La Quinta’s distress stems from the fact that, according to county health authorities, it has been the site of the largest outbreak of drug-resistant tuberculosis of any high school in the nation. Nearly 200 have tested positive for the bacteria over the past year, and all students and teachers are currently being retested.

Over the past year, the students and faculty have become well-educated about the disease, which once was nearly eliminated in the United States but is again resurfacing in Orange County and throughout the country.

They have learned TB is spread through the air by coughing and talking. But they are calmed to know, they say, that everyone at the school who was diagnosed with active disease is no longer contagious after taking medication that kills the bacteria in their sputum. And they have been assured by public health workers that the many others who skin-tested positive--but who have no active infection in their lungs--also are not contagious.

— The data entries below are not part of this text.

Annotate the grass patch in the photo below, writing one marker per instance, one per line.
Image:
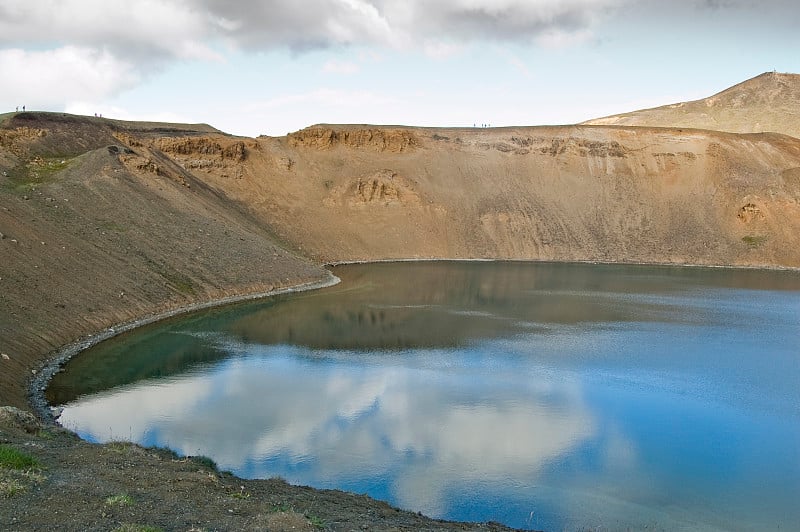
(754, 241)
(36, 172)
(127, 527)
(123, 499)
(317, 522)
(11, 458)
(11, 486)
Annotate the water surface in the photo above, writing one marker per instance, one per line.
(538, 395)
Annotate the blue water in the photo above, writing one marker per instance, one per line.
(556, 397)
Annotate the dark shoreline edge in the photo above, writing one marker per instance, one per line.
(56, 359)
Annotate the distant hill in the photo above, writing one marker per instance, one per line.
(766, 103)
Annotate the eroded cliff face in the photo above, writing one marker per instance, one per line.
(554, 193)
(102, 223)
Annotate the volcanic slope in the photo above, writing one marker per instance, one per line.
(768, 102)
(572, 193)
(96, 230)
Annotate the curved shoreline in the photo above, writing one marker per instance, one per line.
(54, 362)
(764, 267)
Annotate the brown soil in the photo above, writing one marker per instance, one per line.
(80, 486)
(105, 223)
(767, 102)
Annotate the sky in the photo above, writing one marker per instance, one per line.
(252, 67)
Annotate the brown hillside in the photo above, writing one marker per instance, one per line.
(104, 222)
(95, 231)
(769, 102)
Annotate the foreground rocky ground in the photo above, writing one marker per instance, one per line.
(105, 222)
(74, 485)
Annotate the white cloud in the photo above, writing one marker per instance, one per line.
(340, 67)
(442, 50)
(49, 78)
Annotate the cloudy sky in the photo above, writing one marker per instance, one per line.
(255, 67)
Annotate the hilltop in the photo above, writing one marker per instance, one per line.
(765, 103)
(104, 222)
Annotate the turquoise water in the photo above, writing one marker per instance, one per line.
(539, 395)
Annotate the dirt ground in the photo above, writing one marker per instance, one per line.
(121, 486)
(105, 223)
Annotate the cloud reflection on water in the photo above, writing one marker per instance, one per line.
(423, 430)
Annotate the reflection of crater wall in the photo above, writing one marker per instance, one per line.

Their only regret, they say, is that the public is not as well educated.

Students and faculty relate a litany of instances when they have been treated like modern-day lepers:

The teacher out at the movies who noticed two women in the ticket line step back fearfully when they saw his La Quinta Aztec blue and gold baseball cap. The visiting swim team that fretted about catching tuberculosis in the pool. The customer who walked out of a restaurant as soon as their waitress said she attends La Quinta. The countless times outsiders have callously referred to La Quinta as “the tuberculosis school.”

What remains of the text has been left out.